Japonya'daki bu büyük felaketin ardından, tüm tedbir ve önlemlere rağmen birçok can ve mal kaybı oldu. Felaketin ardından ülke daha önce yaşadığı felaketlerden aldığı dersler gibi, bu felakette de aldığı derslerle yeni eksiklikler üzerine çalışıyor ve bu sorunların yeniden oluşmaması için tedbirler alıyor. Yetkililer, tüm önlemlere rağmen iletişimde ilk başta bazı sorunlar yaşadıklarını, ayrıca kış ve kötü hava şartlarında uydular arasındaki iletişim sorunlu olabileceği için karasal hatların kuvvetlendirildiğini belirtiyor. Felaket sırasında uydu üzerinden doğrudan iletişim sağlayan birçok araç ve gerecin kara ve hava yoluyla felaket merkezlerine taşındığını söyleyen yetkililer, bölgelerdeki uydu telefonlarının ve faksların sayısının artırıldığını ifade ediyor.
    
Felaketin ardından iletişime önem veren Japonlar, felaket bölgelerine hızlı ulaşımın önemini vurguluyor, mevcut yolların güçlendirilmesi ve alternatif yolların üzerinde çalışıldığını kaydediyor. 11 Mart depreminin ardından bölgeye giden yollarda büyük tahribat olmamış, ancak birçok yol yoğunluk nedeniyle tıkanmıştı. Hükümet bölgeye giden ücretli bir otoyolu ivedi tamir ederek birkaç saat içinde hizmete sokmuş ve bu yolu sadece yardım ekiplerine ve orduya kullandırmıştı.
    
Felaketin ardından büyük bir enerji ihtiyacı ortaya çıkmış, aynı zamanda ciddi akaryakıt eksikliği nedeniyle günde araç başı 15 litre istihkak verilmişti. Merkezi hükümet akaryakıt ve enerji ihtiyacında önceliği kurtarma ekipleri, hastane ve sığınaklara vermiş ve gerekli yakıtın ulaşımını ordunun imkanlarını kullanarak bölgeye aktarmıştı.

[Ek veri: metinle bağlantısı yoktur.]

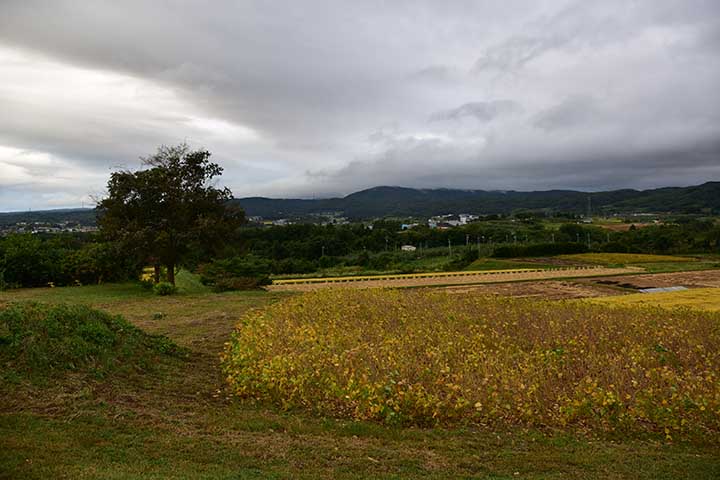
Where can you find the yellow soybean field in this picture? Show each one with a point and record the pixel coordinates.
(700, 298)
(430, 358)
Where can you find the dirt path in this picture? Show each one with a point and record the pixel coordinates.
(466, 279)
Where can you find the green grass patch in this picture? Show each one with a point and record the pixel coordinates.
(41, 340)
(496, 264)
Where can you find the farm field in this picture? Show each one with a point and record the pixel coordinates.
(181, 421)
(690, 279)
(543, 289)
(448, 278)
(697, 298)
(622, 258)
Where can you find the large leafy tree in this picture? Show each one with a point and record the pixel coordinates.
(170, 211)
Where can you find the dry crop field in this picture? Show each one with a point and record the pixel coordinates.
(447, 278)
(429, 358)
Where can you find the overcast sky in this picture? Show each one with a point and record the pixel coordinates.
(306, 98)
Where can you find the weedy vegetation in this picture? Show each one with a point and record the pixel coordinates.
(38, 341)
(622, 258)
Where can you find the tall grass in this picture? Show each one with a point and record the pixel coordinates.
(429, 358)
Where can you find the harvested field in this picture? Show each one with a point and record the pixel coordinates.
(624, 227)
(692, 279)
(698, 298)
(622, 258)
(550, 290)
(465, 279)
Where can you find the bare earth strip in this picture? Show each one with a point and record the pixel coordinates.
(696, 279)
(480, 277)
(545, 289)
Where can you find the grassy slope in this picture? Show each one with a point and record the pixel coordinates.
(178, 422)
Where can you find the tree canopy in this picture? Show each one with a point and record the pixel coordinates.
(170, 211)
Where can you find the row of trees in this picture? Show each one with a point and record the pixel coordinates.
(170, 214)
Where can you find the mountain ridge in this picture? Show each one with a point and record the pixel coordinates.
(386, 201)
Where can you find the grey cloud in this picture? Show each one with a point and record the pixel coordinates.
(572, 112)
(481, 111)
(630, 82)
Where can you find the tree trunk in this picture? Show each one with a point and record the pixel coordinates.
(171, 273)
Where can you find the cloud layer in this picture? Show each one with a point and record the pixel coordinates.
(318, 98)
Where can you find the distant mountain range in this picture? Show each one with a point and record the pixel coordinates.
(408, 202)
(400, 201)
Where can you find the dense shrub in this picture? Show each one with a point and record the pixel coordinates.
(164, 289)
(35, 261)
(424, 357)
(236, 273)
(539, 250)
(40, 339)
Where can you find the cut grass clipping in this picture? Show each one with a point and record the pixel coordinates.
(430, 358)
(38, 340)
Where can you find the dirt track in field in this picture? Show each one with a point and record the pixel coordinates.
(480, 278)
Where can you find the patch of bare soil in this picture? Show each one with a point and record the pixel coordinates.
(549, 290)
(693, 279)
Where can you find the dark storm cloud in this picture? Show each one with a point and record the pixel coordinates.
(571, 112)
(320, 97)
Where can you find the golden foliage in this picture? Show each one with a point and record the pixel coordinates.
(700, 298)
(426, 358)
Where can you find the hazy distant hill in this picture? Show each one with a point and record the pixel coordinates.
(400, 201)
(389, 201)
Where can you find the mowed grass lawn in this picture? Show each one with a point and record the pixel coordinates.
(180, 422)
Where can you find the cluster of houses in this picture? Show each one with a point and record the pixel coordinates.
(43, 227)
(451, 220)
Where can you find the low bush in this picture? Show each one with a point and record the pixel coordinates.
(427, 358)
(236, 273)
(164, 289)
(41, 339)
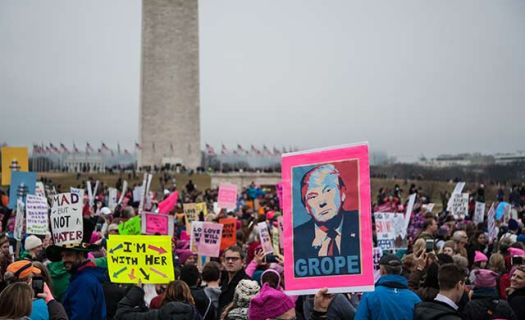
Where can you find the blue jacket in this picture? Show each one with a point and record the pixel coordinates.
(84, 299)
(391, 300)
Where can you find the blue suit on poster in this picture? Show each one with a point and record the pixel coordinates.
(328, 243)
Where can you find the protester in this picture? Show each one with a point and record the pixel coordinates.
(16, 301)
(84, 298)
(451, 289)
(177, 304)
(23, 271)
(392, 299)
(516, 292)
(232, 261)
(238, 308)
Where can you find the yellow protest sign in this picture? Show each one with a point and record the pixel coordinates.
(147, 259)
(13, 159)
(201, 207)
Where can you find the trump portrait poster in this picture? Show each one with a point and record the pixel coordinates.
(327, 220)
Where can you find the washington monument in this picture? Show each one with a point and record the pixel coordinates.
(169, 106)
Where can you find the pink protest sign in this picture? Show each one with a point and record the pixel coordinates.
(169, 203)
(279, 189)
(227, 196)
(157, 224)
(210, 239)
(327, 220)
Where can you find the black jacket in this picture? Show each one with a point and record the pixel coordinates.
(304, 235)
(434, 310)
(228, 289)
(132, 307)
(517, 302)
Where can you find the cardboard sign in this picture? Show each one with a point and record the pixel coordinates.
(333, 185)
(40, 190)
(13, 159)
(66, 219)
(410, 208)
(36, 215)
(168, 204)
(21, 183)
(131, 227)
(385, 231)
(279, 190)
(264, 236)
(147, 259)
(112, 198)
(479, 212)
(229, 232)
(491, 223)
(157, 224)
(19, 221)
(124, 190)
(201, 207)
(460, 205)
(227, 196)
(210, 239)
(190, 210)
(457, 190)
(195, 235)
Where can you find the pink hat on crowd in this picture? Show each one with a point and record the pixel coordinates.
(480, 257)
(269, 303)
(516, 252)
(485, 278)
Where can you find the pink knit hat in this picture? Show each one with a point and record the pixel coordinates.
(480, 257)
(485, 278)
(269, 303)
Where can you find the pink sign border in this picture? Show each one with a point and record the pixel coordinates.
(341, 283)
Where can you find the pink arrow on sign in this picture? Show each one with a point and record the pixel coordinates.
(159, 250)
(132, 274)
(159, 273)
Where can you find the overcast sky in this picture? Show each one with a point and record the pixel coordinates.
(411, 77)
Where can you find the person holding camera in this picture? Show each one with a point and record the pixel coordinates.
(23, 271)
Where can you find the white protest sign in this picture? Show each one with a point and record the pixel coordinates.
(66, 219)
(19, 220)
(479, 213)
(124, 190)
(410, 207)
(491, 223)
(457, 190)
(36, 215)
(40, 189)
(91, 200)
(112, 198)
(264, 235)
(385, 231)
(195, 236)
(460, 205)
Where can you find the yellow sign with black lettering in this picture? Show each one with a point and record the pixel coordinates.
(144, 259)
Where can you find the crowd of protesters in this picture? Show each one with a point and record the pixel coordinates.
(462, 275)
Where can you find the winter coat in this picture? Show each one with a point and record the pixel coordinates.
(391, 300)
(517, 302)
(228, 288)
(84, 299)
(485, 304)
(132, 307)
(60, 279)
(435, 310)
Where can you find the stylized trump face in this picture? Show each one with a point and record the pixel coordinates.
(321, 192)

Ülke bu sorunu birkaç gün içerisinde çözerek yakıt ve enerji ihtiyacını belli merkezlerde sağlamıştı.
    
Bu felaketin ardından yaralarını hızlı bir şekilde saran ülkede yetkililer, bunun yanı sıra halen Mart ayındaki felaketin ardından yaşanan tüm sorunlar üzerinde çalışıp, yeni tedbirler geliştiriyor. Japonya'yı 11 Mart'ta vuran ve Çernobil'den bu yana en büyük nükleer kazaya neden olan deprem ve tsunami, yaklaşık 20 bin kişinin ölümüne, 80 binden fazla insanın evlerini terk etmesine yol açmıştı.